Spark provides a lot of connectors to load data from various formats. Whether it is a CSV or JSON or Parquet you can use the magic of “spark.read”.
However, there are times when you would like to create a DataFrame dynamically using code. The one use case that I was presented with was to create a dataframe out of a very twisted incoming JSON from an API. So, I decided to parse the JSON manually and create a dataframe.
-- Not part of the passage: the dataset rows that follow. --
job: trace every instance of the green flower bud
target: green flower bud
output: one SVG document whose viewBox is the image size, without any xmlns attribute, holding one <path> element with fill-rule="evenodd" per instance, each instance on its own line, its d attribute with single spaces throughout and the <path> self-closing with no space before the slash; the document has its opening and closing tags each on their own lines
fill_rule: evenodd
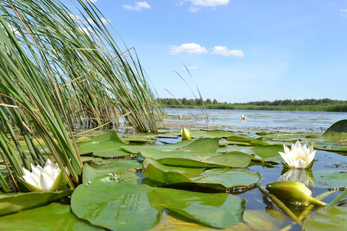
<svg viewBox="0 0 347 231">
<path fill-rule="evenodd" d="M 324 202 L 311 196 L 312 192 L 302 183 L 296 181 L 278 181 L 270 183 L 266 189 L 279 199 L 297 206 L 305 206 L 309 202 L 320 205 L 326 205 Z"/>
<path fill-rule="evenodd" d="M 181 135 L 182 140 L 188 140 L 192 139 L 192 133 L 187 127 L 181 129 Z"/>
</svg>

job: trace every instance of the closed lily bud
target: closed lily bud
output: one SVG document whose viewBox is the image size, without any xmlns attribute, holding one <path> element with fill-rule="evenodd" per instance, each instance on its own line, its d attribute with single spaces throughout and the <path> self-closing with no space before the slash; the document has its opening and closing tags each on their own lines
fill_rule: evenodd
<svg viewBox="0 0 347 231">
<path fill-rule="evenodd" d="M 182 140 L 188 140 L 192 139 L 192 134 L 187 127 L 181 129 L 181 135 Z"/>
<path fill-rule="evenodd" d="M 266 189 L 281 201 L 297 206 L 306 206 L 309 203 L 319 205 L 327 204 L 311 196 L 311 190 L 300 182 L 278 181 L 268 184 Z"/>
</svg>

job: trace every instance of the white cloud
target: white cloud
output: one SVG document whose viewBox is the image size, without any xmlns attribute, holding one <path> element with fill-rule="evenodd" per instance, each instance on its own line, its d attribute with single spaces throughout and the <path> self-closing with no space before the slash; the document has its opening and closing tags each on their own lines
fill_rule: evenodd
<svg viewBox="0 0 347 231">
<path fill-rule="evenodd" d="M 184 43 L 180 46 L 169 45 L 169 47 L 170 48 L 170 54 L 172 55 L 178 54 L 182 52 L 185 52 L 191 55 L 207 53 L 206 48 L 204 46 L 201 46 L 198 44 L 193 43 Z"/>
<path fill-rule="evenodd" d="M 223 56 L 234 55 L 237 57 L 243 57 L 243 52 L 240 50 L 232 50 L 229 51 L 226 46 L 215 46 L 213 48 L 213 51 L 211 54 L 219 54 Z"/>
<path fill-rule="evenodd" d="M 130 5 L 122 5 L 124 9 L 128 10 L 139 11 L 145 9 L 151 9 L 151 6 L 147 2 L 136 2 L 134 6 Z"/>
<path fill-rule="evenodd" d="M 200 10 L 200 8 L 198 7 L 193 7 L 192 6 L 189 8 L 188 9 L 188 10 L 191 12 L 196 13 Z"/>
<path fill-rule="evenodd" d="M 192 4 L 196 6 L 204 7 L 214 7 L 224 5 L 226 6 L 230 0 L 188 0 Z"/>
<path fill-rule="evenodd" d="M 183 70 L 186 70 L 186 68 L 184 66 L 183 66 L 181 68 L 180 68 L 180 69 L 183 69 Z M 188 70 L 193 70 L 194 69 L 197 69 L 197 66 L 187 66 L 187 69 Z"/>
</svg>

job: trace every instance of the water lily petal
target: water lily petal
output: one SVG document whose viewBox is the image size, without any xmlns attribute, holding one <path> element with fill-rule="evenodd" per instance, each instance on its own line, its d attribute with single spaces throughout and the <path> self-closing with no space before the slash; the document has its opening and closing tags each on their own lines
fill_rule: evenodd
<svg viewBox="0 0 347 231">
<path fill-rule="evenodd" d="M 281 155 L 281 156 L 282 157 L 282 158 L 283 158 L 283 159 L 285 161 L 286 161 L 287 164 L 290 166 L 291 167 L 291 166 L 290 162 L 289 161 L 289 159 L 288 158 L 287 154 L 285 153 L 283 153 L 283 152 L 278 152 L 278 153 L 279 153 L 280 155 Z"/>
<path fill-rule="evenodd" d="M 300 142 L 299 142 L 298 140 L 296 140 L 296 143 L 295 143 L 295 147 L 296 148 L 299 148 L 300 149 L 302 148 L 301 144 L 300 144 Z"/>
<path fill-rule="evenodd" d="M 39 187 L 43 191 L 50 191 L 53 184 L 53 181 L 46 175 L 41 173 L 39 184 Z"/>
</svg>

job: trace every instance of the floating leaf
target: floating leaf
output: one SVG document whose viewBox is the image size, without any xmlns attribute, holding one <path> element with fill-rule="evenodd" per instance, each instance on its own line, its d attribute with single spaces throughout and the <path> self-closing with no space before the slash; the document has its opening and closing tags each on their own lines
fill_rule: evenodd
<svg viewBox="0 0 347 231">
<path fill-rule="evenodd" d="M 156 160 L 162 165 L 202 168 L 243 168 L 248 165 L 252 159 L 251 156 L 238 151 L 222 154 L 183 150 L 148 149 L 140 151 L 139 154 L 145 158 Z"/>
<path fill-rule="evenodd" d="M 118 136 L 117 132 L 115 130 L 104 134 L 97 135 L 90 138 L 90 139 L 93 142 L 101 142 L 106 140 L 122 141 L 119 137 Z"/>
<path fill-rule="evenodd" d="M 83 184 L 87 183 L 93 178 L 104 176 L 109 173 L 112 173 L 120 175 L 126 173 L 128 169 L 140 168 L 141 167 L 141 165 L 138 162 L 129 163 L 123 160 L 115 161 L 113 163 L 118 163 L 118 165 L 117 166 L 116 165 L 113 165 L 112 167 L 106 166 L 93 168 L 87 163 L 84 165 L 82 175 Z M 124 180 L 127 179 L 123 177 L 122 179 Z"/>
<path fill-rule="evenodd" d="M 322 136 L 330 140 L 347 139 L 347 119 L 336 122 L 327 129 Z"/>
<path fill-rule="evenodd" d="M 347 207 L 335 206 L 320 209 L 304 221 L 306 231 L 336 231 L 347 230 Z"/>
<path fill-rule="evenodd" d="M 0 215 L 32 208 L 68 196 L 72 189 L 0 194 Z M 1 227 L 1 226 L 0 226 Z"/>
<path fill-rule="evenodd" d="M 255 160 L 271 161 L 281 163 L 281 161 L 283 161 L 283 159 L 278 152 L 283 152 L 283 145 L 272 144 L 255 147 L 251 149 L 248 153 L 255 154 L 252 158 L 252 159 Z"/>
<path fill-rule="evenodd" d="M 126 144 L 121 141 L 114 140 L 105 140 L 100 142 L 84 142 L 79 143 L 77 145 L 79 154 L 87 155 L 93 153 L 94 151 L 104 152 L 103 155 L 112 156 L 112 152 L 119 150 L 120 147 Z M 118 153 L 116 152 L 115 155 Z M 123 155 L 125 156 L 125 155 Z M 102 156 L 101 155 L 101 156 Z"/>
<path fill-rule="evenodd" d="M 240 221 L 245 201 L 226 193 L 204 193 L 122 182 L 109 176 L 79 185 L 71 208 L 80 218 L 112 230 L 148 230 L 163 208 L 210 226 Z"/>
<path fill-rule="evenodd" d="M 143 171 L 147 177 L 176 187 L 209 188 L 225 191 L 235 188 L 246 187 L 257 184 L 261 177 L 258 172 L 247 169 L 203 169 L 177 168 L 163 165 L 147 158 Z"/>
<path fill-rule="evenodd" d="M 12 231 L 104 230 L 78 219 L 69 205 L 57 203 L 0 217 L 0 227 Z"/>
<path fill-rule="evenodd" d="M 197 140 L 197 139 L 189 140 L 183 140 L 176 143 L 163 145 L 132 145 L 124 146 L 121 147 L 121 149 L 129 153 L 137 154 L 140 150 L 145 149 L 156 149 L 156 150 L 173 150 L 181 148 L 190 143 Z"/>
</svg>

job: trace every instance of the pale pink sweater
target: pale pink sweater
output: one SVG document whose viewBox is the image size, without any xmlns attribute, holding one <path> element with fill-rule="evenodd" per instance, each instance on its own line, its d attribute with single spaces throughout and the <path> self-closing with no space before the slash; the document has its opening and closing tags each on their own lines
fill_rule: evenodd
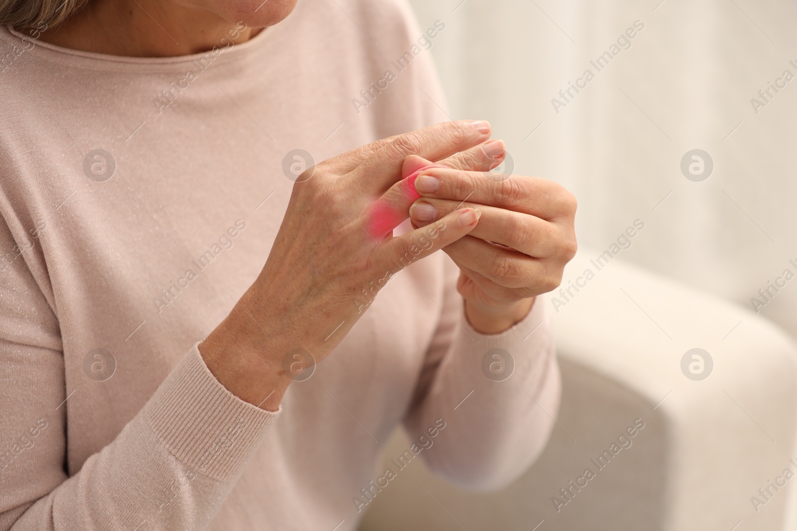
<svg viewBox="0 0 797 531">
<path fill-rule="evenodd" d="M 399 0 L 302 0 L 218 56 L 140 59 L 0 29 L 0 529 L 352 529 L 391 488 L 375 467 L 400 423 L 405 462 L 465 487 L 539 455 L 559 392 L 544 305 L 479 334 L 442 252 L 391 280 L 278 413 L 195 346 L 269 255 L 289 151 L 447 119 L 413 49 L 426 29 Z M 495 348 L 505 381 L 482 370 Z"/>
</svg>

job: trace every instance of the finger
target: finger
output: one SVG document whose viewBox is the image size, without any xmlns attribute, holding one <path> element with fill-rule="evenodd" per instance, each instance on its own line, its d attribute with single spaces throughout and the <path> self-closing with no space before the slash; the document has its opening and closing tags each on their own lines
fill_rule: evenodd
<svg viewBox="0 0 797 531">
<path fill-rule="evenodd" d="M 415 190 L 415 178 L 432 166 L 430 161 L 417 155 L 404 160 L 402 175 L 406 177 L 391 186 L 368 209 L 366 226 L 372 238 L 381 241 L 407 218 L 410 205 L 421 197 Z"/>
<path fill-rule="evenodd" d="M 481 220 L 470 232 L 472 236 L 506 245 L 536 258 L 552 256 L 561 245 L 563 236 L 552 223 L 529 214 L 469 201 L 424 197 L 410 207 L 410 219 L 422 227 L 461 207 L 481 210 Z"/>
<path fill-rule="evenodd" d="M 424 127 L 384 144 L 344 178 L 361 192 L 381 196 L 402 178 L 402 166 L 407 157 L 440 160 L 478 145 L 489 134 L 489 124 L 483 121 L 446 122 Z"/>
<path fill-rule="evenodd" d="M 500 180 L 479 171 L 431 167 L 420 172 L 415 189 L 426 197 L 489 205 L 544 220 L 572 218 L 575 199 L 560 185 L 536 177 L 511 175 Z"/>
<path fill-rule="evenodd" d="M 421 227 L 383 244 L 385 267 L 403 269 L 435 251 L 457 241 L 479 222 L 478 209 L 461 209 L 426 227 Z"/>
<path fill-rule="evenodd" d="M 438 161 L 438 165 L 453 170 L 489 171 L 503 162 L 505 157 L 506 145 L 504 141 L 490 140 Z"/>
<path fill-rule="evenodd" d="M 529 294 L 544 293 L 556 287 L 552 284 L 548 289 L 540 291 L 548 287 L 550 283 L 551 275 L 546 261 L 473 236 L 466 236 L 450 244 L 445 251 L 454 262 L 505 287 L 528 288 Z"/>
</svg>

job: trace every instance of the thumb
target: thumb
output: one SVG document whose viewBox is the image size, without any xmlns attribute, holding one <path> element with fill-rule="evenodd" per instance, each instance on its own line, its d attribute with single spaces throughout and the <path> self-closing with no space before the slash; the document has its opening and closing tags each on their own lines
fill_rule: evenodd
<svg viewBox="0 0 797 531">
<path fill-rule="evenodd" d="M 387 240 L 382 248 L 384 265 L 401 270 L 426 258 L 473 230 L 481 217 L 478 209 L 460 209 L 434 223 Z"/>
</svg>

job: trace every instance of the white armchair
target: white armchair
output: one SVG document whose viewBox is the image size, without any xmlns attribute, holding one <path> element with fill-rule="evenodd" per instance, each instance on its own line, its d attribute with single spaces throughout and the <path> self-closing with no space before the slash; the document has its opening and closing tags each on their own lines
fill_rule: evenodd
<svg viewBox="0 0 797 531">
<path fill-rule="evenodd" d="M 596 271 L 589 260 L 599 254 L 579 252 L 563 285 L 587 267 L 595 278 L 558 313 L 550 306 L 563 392 L 559 426 L 536 463 L 506 489 L 483 494 L 414 462 L 375 499 L 361 530 L 795 529 L 797 476 L 783 475 L 797 474 L 795 345 L 748 310 L 620 259 Z M 705 380 L 681 370 L 693 348 L 713 360 Z M 620 441 L 630 446 L 599 470 L 591 459 L 637 419 L 644 428 Z M 406 440 L 397 433 L 387 458 Z M 595 476 L 579 479 L 587 468 Z M 552 498 L 566 502 L 563 488 L 571 501 L 557 511 Z"/>
</svg>

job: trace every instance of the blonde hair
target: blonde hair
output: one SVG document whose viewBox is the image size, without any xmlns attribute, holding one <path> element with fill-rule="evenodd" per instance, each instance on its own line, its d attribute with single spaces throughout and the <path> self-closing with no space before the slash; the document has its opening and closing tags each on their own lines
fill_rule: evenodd
<svg viewBox="0 0 797 531">
<path fill-rule="evenodd" d="M 0 25 L 52 28 L 80 10 L 88 2 L 88 0 L 0 0 Z"/>
</svg>

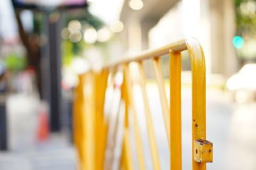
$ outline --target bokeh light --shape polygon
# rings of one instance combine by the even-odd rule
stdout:
[[[244,40],[241,36],[235,36],[233,38],[233,45],[236,48],[241,48],[244,44]]]
[[[143,2],[141,0],[131,0],[129,6],[134,10],[140,10],[143,7]]]
[[[116,20],[110,25],[110,29],[114,32],[120,32],[124,29],[124,24],[120,20]]]
[[[98,38],[99,42],[105,42],[108,41],[112,36],[111,31],[107,27],[103,27],[98,31]]]
[[[84,40],[86,43],[93,44],[97,41],[97,31],[93,27],[90,27],[84,31]]]

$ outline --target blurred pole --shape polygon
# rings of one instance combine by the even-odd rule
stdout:
[[[0,150],[8,149],[7,117],[5,104],[5,95],[1,96],[0,101]]]
[[[60,14],[46,13],[45,38],[42,53],[43,99],[49,105],[50,128],[52,132],[61,131],[61,38]]]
The approach we are going to use is to create a list of structured Row types and we are using PySpark for the task. The steps are as follows:
- Define the custom row class
personRow = Row("name","age")
2. Create an empty list to populate later
community = []
3. Create row objects with the specific data in them. In my case, this data is coming from the response that we get from calling the API.
qr = personRow(name, age)
4. Append the row objects to the list. In our program, we are using a loop to append multiple Row objects to the list.
community.append(qr)
5. Define the schema using StructType
person_schema = StructType([ \
StructField("name", StringType(), True), \
StructField("age", IntegerType(), True), \
])
6. Create the dataframe using createDataFrame. The two parameters required is the data and schema to applied.
communityDF = spark.createDataFrame(community, person_schema)
Using the steps above, we are able to create a dataframe for use in Spark applications dynamically.